The national tour motors into Portland this Sunday for one performance.
“Menopause The Musical” is very funny and tuneful. Linders’ script is about “the change” in particular, and women’s midlife course corrections and alterations in attitude in general.
The dramatic conceit involves four middle-aged women who meet by accident in Bloomingdale’s department store. The characters are unnamed, but each represents a modern archetype: Power Woman, Soap Star, Earth Mother and Iowa Housewife. These four strangers unite to make fun of their woeful hot flashes, forgetfulness, mood swings, wrinkles, night sweats and chocolate binges.
Two dozen songs, mostly pop tunes from the 1960s, have been “re-lyricized” by Linders, with “hot flashes of hilarity” as the underlying common theme.
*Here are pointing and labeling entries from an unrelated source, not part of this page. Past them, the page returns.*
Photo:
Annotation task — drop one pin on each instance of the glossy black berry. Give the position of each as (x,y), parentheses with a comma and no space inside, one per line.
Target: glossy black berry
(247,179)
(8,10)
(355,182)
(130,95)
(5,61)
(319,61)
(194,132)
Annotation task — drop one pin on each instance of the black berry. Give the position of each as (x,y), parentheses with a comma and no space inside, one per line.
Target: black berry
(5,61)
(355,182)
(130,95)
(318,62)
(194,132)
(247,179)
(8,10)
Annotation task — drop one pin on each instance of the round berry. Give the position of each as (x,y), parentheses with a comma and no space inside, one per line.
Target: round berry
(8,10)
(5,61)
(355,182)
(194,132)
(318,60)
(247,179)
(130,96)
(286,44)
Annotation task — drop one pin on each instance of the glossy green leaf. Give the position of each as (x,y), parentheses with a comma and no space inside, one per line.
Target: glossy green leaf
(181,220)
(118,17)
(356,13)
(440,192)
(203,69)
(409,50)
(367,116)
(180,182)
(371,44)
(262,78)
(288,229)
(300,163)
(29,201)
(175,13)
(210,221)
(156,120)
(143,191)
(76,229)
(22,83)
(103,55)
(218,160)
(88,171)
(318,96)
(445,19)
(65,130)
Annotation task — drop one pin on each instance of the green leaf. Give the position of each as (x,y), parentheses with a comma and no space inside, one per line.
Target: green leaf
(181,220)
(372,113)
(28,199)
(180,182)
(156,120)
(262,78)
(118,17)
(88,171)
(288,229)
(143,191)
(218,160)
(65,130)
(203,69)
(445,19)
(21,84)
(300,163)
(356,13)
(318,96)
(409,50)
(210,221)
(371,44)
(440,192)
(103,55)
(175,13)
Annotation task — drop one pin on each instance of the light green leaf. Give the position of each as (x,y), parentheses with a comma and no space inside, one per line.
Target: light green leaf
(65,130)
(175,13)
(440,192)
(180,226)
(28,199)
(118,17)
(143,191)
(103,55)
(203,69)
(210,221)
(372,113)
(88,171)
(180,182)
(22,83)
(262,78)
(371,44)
“Most women know intuitively that every other woman is experiencing hot flashes or night sweats,” explains Linders. “There is always a close friend or two who can sympathize or identify, but when they are sitting in a theater with hundreds of other women, all laughing and shouting ‘That’s me! That’s me on stage!’ They know what they are experiencing is normal. They aren’t alone or crazy. It becomes a sisterhood.”